Benjamin: Serious crime down 9% in Tobago

The content originally appeared on: Trinidad and Tobago Newsday

Acting Snr Supt Earl Elie, head, guard and emergency branch, left, Tobago’s Snr Supt Junior Benjamin, centre, and Snr Supt Oswain Subero of the Inter agency Task Force, at the Shirvan Police Station last month after a meeting to discuss policing during the Tobago carnival. Photo by David Reid

ALTHOUGH Tobago has recorded eight murders for the year so far, acting Snr Supt, Tobago Division, Junior Benjamin, says police have been able to bring the rate of serious crime down by nine per cent when compared to the corresponding period last year.
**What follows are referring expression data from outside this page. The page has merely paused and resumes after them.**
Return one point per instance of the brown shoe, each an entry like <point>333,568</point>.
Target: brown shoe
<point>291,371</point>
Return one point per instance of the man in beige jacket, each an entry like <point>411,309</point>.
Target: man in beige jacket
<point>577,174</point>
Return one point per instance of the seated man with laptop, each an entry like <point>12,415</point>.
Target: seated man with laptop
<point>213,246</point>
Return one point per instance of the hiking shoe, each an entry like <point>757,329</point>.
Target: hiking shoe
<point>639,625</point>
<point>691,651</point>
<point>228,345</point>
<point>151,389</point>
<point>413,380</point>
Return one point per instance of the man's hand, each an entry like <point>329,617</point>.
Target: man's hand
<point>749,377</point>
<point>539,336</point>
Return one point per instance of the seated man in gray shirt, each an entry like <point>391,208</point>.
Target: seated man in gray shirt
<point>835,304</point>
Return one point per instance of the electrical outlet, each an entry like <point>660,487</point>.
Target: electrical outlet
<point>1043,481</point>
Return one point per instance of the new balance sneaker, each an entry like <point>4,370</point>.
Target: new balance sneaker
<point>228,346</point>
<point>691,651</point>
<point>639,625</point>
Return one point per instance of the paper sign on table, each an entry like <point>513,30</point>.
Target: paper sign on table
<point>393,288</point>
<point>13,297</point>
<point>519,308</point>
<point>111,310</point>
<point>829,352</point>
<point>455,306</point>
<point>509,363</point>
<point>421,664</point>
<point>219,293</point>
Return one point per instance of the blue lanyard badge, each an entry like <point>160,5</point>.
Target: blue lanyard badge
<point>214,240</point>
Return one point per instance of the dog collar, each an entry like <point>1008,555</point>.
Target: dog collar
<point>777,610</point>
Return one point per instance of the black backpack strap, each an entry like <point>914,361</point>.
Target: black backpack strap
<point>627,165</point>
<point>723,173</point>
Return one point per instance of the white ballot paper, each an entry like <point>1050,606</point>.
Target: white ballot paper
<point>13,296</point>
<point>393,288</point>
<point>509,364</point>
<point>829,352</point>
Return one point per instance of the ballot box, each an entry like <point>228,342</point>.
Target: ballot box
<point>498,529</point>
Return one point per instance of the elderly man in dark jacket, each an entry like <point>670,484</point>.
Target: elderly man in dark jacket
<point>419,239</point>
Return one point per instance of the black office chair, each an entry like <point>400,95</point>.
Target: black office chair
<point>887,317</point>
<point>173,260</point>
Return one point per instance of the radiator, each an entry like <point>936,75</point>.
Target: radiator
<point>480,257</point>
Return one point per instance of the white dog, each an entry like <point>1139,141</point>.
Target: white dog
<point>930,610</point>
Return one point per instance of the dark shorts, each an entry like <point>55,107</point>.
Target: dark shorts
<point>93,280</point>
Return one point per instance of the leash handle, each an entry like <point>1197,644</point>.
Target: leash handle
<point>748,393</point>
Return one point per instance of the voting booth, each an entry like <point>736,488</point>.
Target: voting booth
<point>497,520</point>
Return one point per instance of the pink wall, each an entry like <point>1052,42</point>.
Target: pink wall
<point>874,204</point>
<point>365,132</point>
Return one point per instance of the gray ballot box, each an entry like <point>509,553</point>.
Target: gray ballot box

However, he revealed there has been a marked decline in Tobago’s criminal detection rate over the same period.

“Our detection rate is about 41 per cent, which is lower than last year. But when you compare the 41 per cent across all of the divisions, we are still the second highest in detection rates,” he said.

Benjamin, who is also a pastor, was speaking on Sunday at a thanksgiving service for Tobago Division police officers at the Maranatha Christian Assembly, Montgomery Junction, Bethel.

He recalled when he assumed the position in June 2021, serious crime was two per cent above what the island had recorded the previous year.

“But by the time I ended the year, in 2021, we brought it down to minus four (per cent). We had at that time, I think, a healthy detection date of about 51 per cent, and we were able to carry that to 54 per cent at the end of the year.

“This year, we started very rocky in terms of the crimes from January. However, we were able to incrementally work on those numbers with our strategies, and at this time we are about minus nine per cent.

“That, to me, is a tremendous accomplishment.”

Benjamin, who goes on vacation this week, said he hosted the service to thank the officers who worked with him over the past year.

Saying the Tobago Division has had successes and challenges over the period, Benjamin added that its performance during the recently concluded Tobago carnival was especially commendable.

“God is good all the time. And that is why it is so important that we understand that as a people, as a division, the strength is not in the uniform you wear. Your strength is not in the firearm you carry, but they that know their God shall be strong and do great exploits.”

He said the Tobago Division has benefited from several training programmes and also got five new vehicles to add to its fleet, and there is much to be thankful for.

He told the officers, “You cannot give thanks and complain at the same time. When you learn to be thankful, you learn to appreciate what you have and stop looking at what you don’t have…God is looking for people who have an attitude of gratitude.”

Benjamin believes he is leaving the division a little better than when he met it.

Acting Assistant Supt Karen Stewart-Duncan, who also spoke, urged officers to do some introspection.

“Coming out of covid19 and all of the loss we have experienced, let it be a wake-up call for us, that point in our lives when we choose to make a difference and do things differently, when we choose to act differently,” she said.

“When you take off your uniform – who are you?

“When you sign that paper that says you are retiring from the service – who are you?

“When you go home to your family in the evening – who are you?

“That determines who you are. Not the badge and uniform, because these things are temporary. So I want to encourage you this evening to do some introspection.”